The Four Horsemen resurface. Now forcibly recruited by a tech genius to pull off an impossible heist, their biggest to date. It has been a year now since they outwitted the FBI and won over the public.
Now You See Me 2 is an engrossing film. It is fun, with action, mis-direction, a plot that will leave the viewer guessing as it twists and turns.
The film features a highly talented ensemble cast: Jesse Eisenberg (Batman v Superman: Dawn of Justice, American Ultra), Mark Ruffalo (Avengers: Age of Ultron, Now You See Me), Woody Harrelson (Triple 9, The Hunger Games: Catching Fire) , Dave Franco (22 Jump Street, The Lego Movie), Daniel Radcliffe, Lizzy Caplan, Sanaa Lathan, Michael Caine (Kingsman: The Secret Service, Interstellar) and Morgan Freeman (Lucy, Transcendence). With names like these, and their filmographies, there is talent abound.
As for rewatch value of the film, although subsequent views would not have the allure of all the plot twists, there are many subtleties to the story that are easily missed in an initial viewing, making it well worth seeing again. Read the full review of Now You See Me 2 here.
Technically, the disc is a huge disappointment. There are some artefacts in the video in some scenes, most likely from the compression process. And the missing bonus features that are listed on the DVD box.
The main feature is great, but let down by a poor quality disc.
Now You See Me 2 is available now, to purchase on disc, in South Africa.
The disc is encoded at a high average bitrate, however in several scenes (most notably those with blue stage lighting) there are compression artefacts visible on screen. Colours do also appear washed out.
It would not be recommended to scale this up to a larger or higher resolution screen, as this would merely serve to exacerbate the lower quality visuals.
There is a choice of two audio soundtracks, namely a Dolby Digital 5.1 track, and a 2.0 stereo downmix.
In the 5.1 track, dialogue is clear via the centre speaker. Surround channels are used to great effect in many scenes to expand the on-screen action, and further draw the viewer in to the story.
From the start, the disc dazzles with flashy menus, with video backgrounds taken from some clips in the main film. These are non-spoilers. There is a music accompaniment for the menus.
Navigation is simple though, and easy to follow, with choices to play the movie, a sub-menu for selecting between Dolby Surround or Dolby Stereo and another sub-menu for scene selection. Scenes are chosen from small still image thumbnails, with neither a chapter number or description (unless a faint number in the thumbnail counts). The thumbnails are in black and white, with ten per sub-menu screen, making it rather difficult to pick a specific chapter in the film.

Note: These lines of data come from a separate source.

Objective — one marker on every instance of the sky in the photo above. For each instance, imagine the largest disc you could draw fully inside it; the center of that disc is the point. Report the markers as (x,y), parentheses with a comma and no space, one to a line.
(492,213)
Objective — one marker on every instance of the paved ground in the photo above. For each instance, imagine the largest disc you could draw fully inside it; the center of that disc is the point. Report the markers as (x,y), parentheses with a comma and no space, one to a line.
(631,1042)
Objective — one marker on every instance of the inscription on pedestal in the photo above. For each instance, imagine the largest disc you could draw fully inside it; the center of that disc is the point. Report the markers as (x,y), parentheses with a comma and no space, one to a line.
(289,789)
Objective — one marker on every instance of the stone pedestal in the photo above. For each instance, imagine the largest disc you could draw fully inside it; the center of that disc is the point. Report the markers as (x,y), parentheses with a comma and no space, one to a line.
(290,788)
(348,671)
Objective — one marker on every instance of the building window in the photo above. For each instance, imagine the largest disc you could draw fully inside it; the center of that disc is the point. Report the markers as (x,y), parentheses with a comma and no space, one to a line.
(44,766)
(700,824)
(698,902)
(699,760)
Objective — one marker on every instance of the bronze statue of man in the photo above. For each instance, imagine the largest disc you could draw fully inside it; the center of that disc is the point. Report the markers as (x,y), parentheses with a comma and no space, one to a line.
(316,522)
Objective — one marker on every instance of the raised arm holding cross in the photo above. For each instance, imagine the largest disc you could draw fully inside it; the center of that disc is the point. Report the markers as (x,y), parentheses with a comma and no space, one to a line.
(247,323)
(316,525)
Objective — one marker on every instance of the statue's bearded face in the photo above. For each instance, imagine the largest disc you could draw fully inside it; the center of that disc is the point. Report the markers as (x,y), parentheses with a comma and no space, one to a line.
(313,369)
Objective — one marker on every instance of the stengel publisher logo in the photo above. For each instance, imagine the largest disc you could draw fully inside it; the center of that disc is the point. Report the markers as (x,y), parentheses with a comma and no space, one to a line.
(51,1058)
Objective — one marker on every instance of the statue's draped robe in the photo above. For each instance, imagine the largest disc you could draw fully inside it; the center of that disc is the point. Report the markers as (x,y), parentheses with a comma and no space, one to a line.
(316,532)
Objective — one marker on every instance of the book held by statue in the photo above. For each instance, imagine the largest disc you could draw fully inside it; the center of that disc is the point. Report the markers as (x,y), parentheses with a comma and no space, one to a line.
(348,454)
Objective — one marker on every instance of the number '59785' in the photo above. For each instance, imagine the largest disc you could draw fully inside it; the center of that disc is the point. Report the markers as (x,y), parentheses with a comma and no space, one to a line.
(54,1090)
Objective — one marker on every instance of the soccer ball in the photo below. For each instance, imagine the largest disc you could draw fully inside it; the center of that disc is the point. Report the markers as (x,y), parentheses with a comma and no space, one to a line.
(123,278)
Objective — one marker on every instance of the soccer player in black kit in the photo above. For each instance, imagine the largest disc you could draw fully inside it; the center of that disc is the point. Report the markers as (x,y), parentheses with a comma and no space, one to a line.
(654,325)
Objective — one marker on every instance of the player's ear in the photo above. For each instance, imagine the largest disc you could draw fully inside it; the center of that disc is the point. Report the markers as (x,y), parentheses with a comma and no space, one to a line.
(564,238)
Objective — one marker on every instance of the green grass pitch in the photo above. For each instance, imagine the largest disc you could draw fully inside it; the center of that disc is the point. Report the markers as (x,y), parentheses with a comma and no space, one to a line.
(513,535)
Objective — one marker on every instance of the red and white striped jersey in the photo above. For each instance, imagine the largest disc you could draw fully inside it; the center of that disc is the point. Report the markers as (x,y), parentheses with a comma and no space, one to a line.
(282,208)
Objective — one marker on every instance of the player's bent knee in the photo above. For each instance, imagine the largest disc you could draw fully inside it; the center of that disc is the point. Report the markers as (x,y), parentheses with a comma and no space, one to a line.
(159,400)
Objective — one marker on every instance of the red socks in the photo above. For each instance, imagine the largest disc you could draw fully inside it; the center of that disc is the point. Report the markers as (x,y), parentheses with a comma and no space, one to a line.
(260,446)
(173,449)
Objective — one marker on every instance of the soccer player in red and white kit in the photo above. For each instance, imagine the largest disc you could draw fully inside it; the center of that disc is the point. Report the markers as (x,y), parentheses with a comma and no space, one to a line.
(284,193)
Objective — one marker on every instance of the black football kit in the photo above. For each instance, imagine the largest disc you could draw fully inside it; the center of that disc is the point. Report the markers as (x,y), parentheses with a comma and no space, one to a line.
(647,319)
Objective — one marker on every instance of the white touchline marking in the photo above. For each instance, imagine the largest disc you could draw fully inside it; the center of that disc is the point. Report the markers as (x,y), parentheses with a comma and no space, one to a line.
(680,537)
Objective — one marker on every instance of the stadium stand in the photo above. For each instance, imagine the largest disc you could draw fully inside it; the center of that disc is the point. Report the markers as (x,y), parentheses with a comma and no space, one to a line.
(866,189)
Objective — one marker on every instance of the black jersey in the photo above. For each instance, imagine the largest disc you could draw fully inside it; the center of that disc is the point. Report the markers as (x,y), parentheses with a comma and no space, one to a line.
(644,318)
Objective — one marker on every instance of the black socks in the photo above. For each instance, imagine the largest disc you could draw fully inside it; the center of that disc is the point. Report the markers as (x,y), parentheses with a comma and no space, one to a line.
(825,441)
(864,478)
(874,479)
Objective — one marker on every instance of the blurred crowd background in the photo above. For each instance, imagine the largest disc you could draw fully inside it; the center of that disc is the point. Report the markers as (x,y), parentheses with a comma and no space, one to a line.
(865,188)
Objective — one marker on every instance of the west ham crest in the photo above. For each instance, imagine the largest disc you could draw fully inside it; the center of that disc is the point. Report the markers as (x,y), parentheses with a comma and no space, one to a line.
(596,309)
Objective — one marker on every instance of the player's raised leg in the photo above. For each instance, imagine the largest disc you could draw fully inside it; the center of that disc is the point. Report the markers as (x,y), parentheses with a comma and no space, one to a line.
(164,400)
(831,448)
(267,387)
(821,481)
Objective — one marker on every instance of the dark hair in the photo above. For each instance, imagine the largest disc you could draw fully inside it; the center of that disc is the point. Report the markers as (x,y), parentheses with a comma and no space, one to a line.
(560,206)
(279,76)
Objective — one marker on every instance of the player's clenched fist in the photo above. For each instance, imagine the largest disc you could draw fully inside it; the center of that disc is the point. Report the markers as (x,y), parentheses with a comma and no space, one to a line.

Selecting the audio menu on your DVD software or set-top box will take you to the audio setup menu, but there is no option to resume the film, and it starts from the beginning again.
The DVD box states that there are two bonus features. An audio commentary by director Jon M. Chu, and a feature “You Can’t Look Away”, however neither of these are accessible on the disc, and likely not present.